I have the following code:
beta <- c(1, 2, 3)
X1 <- matrix(c(1, 1, 1, 1,
0, 1, 0, 1,
0, 0, 1, 1),
nrow = 4,
ncol = 3)
Z1 <- matrix(c(1, 1, 1, 1,
0, 1, 0, 1),
nrow = 4,
ncol = 2)
Z2 <- matrix(c(1, 1, 1, 1,
0, 1, 0, 1),
nrow = 4,
ncol = 2)
library(MASS)
S1 <- mvrnorm(70, mu = c(0,0), Sigma = matrix(c(10, 3, 3, 2), ncol = 2))

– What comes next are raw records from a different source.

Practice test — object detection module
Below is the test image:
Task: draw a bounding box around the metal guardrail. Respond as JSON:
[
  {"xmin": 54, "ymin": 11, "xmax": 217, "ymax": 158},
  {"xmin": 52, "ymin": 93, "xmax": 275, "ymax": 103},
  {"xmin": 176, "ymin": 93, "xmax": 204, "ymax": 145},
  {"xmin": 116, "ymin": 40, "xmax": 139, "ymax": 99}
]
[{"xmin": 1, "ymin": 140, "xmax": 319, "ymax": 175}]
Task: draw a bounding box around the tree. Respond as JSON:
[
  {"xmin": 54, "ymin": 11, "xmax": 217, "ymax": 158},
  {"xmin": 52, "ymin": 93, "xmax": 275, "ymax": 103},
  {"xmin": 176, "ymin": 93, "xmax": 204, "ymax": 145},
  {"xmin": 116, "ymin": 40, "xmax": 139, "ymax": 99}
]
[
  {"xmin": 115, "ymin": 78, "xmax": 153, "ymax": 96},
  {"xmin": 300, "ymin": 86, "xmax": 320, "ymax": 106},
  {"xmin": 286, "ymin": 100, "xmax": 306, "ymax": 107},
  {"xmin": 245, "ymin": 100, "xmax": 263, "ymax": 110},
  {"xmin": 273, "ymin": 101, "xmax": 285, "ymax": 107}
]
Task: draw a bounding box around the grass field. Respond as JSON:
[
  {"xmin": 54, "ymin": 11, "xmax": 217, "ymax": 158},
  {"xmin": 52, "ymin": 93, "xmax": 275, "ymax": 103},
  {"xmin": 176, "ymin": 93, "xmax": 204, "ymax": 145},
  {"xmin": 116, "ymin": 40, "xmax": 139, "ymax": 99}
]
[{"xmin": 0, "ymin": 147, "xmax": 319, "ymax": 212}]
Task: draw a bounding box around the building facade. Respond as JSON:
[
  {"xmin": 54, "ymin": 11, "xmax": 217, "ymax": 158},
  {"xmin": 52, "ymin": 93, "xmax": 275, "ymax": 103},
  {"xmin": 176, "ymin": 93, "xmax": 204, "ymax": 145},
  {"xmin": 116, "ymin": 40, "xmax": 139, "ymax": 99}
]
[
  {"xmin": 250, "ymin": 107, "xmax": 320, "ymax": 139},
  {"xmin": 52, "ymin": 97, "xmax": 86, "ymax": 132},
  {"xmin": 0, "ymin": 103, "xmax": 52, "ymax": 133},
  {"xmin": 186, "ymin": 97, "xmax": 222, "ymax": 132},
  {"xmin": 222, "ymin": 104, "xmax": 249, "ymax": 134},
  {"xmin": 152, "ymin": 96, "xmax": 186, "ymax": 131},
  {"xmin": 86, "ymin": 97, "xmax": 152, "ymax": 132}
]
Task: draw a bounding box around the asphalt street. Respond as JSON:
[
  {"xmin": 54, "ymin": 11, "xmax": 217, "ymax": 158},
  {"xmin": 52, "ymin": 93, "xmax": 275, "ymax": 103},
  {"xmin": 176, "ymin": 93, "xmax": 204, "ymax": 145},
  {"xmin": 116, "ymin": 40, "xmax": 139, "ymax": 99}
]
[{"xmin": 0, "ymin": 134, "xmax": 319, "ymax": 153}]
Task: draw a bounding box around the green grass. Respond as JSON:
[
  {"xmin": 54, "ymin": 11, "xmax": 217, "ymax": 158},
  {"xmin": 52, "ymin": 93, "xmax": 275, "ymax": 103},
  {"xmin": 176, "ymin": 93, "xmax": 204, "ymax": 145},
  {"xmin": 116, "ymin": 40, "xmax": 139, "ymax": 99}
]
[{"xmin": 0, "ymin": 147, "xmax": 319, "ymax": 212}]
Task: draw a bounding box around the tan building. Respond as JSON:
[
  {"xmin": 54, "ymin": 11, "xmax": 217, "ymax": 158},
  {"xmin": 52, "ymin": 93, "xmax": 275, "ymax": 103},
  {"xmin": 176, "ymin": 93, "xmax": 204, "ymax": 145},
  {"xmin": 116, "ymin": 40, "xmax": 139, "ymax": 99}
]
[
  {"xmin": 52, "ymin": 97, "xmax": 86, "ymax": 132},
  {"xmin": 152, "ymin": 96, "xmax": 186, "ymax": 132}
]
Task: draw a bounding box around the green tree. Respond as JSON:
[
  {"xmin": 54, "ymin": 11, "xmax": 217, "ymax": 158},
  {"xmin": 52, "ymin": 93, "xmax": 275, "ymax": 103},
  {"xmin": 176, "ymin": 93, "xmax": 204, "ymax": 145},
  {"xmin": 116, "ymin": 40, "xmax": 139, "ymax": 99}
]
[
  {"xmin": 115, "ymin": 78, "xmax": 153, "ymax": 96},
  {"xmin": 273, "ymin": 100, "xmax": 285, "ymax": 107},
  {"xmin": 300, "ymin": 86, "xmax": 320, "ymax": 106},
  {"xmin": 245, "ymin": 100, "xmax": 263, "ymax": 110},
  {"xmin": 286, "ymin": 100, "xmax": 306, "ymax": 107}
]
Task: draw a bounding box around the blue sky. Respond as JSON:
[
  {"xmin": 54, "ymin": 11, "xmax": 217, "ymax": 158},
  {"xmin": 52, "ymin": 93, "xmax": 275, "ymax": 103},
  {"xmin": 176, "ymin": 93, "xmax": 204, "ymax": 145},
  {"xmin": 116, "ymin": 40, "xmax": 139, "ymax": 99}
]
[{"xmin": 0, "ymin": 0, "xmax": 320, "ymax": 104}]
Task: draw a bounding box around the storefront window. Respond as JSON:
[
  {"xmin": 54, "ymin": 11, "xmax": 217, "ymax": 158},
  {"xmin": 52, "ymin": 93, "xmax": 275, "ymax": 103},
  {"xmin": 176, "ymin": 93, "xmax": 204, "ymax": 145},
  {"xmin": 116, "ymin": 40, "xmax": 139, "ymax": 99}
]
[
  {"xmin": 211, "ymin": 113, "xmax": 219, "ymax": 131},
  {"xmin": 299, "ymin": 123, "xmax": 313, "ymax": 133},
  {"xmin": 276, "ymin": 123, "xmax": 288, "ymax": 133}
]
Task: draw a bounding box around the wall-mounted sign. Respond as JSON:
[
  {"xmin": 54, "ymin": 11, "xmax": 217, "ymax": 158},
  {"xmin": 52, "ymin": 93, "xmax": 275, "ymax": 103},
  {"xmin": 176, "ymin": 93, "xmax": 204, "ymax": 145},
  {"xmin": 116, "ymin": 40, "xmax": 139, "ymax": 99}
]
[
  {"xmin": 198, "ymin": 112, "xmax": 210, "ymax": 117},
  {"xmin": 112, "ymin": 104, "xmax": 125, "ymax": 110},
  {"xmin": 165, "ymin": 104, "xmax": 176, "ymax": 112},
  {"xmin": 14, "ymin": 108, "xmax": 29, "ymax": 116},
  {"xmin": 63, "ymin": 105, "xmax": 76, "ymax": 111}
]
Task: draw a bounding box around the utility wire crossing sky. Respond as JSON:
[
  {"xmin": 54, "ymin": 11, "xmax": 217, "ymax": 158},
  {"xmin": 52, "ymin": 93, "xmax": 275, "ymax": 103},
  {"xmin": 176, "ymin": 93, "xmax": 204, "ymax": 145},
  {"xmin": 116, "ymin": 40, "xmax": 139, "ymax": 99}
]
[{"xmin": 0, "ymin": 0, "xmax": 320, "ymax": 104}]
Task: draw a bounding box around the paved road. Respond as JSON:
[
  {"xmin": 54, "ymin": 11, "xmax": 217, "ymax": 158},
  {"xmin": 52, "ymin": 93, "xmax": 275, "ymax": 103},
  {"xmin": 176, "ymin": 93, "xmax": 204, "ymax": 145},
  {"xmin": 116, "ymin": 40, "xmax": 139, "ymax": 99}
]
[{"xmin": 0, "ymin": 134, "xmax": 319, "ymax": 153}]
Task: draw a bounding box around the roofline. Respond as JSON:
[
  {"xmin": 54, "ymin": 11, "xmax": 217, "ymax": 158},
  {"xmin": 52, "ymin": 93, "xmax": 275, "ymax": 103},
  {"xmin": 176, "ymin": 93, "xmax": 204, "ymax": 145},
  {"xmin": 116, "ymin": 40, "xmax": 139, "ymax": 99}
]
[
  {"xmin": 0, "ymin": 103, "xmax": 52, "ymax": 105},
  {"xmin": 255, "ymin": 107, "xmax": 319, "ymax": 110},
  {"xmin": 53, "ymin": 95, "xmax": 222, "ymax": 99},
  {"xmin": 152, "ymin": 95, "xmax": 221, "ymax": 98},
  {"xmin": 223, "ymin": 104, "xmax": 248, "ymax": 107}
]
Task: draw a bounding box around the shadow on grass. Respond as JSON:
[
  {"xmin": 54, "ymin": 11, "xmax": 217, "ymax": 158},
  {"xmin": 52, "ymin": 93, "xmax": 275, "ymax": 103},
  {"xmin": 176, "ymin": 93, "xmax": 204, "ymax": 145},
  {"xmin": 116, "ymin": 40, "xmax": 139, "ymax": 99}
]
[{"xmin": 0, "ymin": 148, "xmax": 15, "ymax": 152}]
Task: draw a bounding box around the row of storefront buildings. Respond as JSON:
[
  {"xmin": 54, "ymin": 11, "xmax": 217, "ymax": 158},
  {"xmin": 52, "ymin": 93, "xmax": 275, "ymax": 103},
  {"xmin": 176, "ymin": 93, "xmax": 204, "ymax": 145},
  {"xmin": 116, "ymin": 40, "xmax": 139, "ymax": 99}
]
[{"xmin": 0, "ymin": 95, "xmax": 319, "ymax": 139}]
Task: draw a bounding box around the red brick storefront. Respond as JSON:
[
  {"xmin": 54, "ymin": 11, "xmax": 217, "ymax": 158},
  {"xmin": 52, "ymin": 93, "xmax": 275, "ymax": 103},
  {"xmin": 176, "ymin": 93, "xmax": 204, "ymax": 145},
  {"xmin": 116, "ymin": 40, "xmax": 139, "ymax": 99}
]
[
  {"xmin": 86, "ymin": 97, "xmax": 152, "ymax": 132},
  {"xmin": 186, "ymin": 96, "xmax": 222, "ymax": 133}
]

S2 <- mvrnorm(40, mu = c(0,0), Sigma = matrix(c(10, 4, 4, 2), ncol = 2))
z <- list()
y <- list()
for(j in 1:dim(S1)[1]){
for(i in 1:dim(S2)[1]){
z[[i]] <- X1 %*% beta+Z1 %*% S1[j,]+Z2 %*% S2[i,]+matrix(rnorm(4, mean = 0 , sd = 0.27), nrow = 4)
Z <- unname(do.call(rbind, z))
}
y[[j]] <- Z
Y <- unname(do.call(rbind, y))
}
X1 is a 4x3, Z1 and Z2 are 4x2 matrices. So everytime X1 %*% beta+X2 %*% S1[j,]+X2 %*% S2[i,]+matrix(rnorm(4, mean = 0 , sd = sigma), nrow = 4) is called it outputs a 4x1 matrix. So far I store all these values in the inner and outer loop in two lists and then call rbind() to transform them into a matrix. Is there a way to directly store them in matrices?
You can avoid using lists if you rely on the apply functions and on vector recycling. I broke down your equation into its parts. (I hope I interpreted it accurately!)
Mb <- as.vector(X1 %*% beta)
M1 <- apply(S1,1,function(x) Z1 %*% x )
M2 <- apply(S2,1,function(x) Z2 %*% x ) + Mb
Mout <- apply(M1,2,function(x) M2 + as.vector(x))
as.vector(Mout) + rnorm(length(Mout), mean = 0 , sd = 0.27)
because the random numbers are added after the matrix multiplication (ie are not involved in any calculation), you can just put them in on the end.
Also note that you can't add a smaller matrix to a larger one, but if you make it a vector first then R will recycle it as necessary. So when Mb (a vector of length 4) is added to a matrix with 4 rows and n columns, it is recycled n times.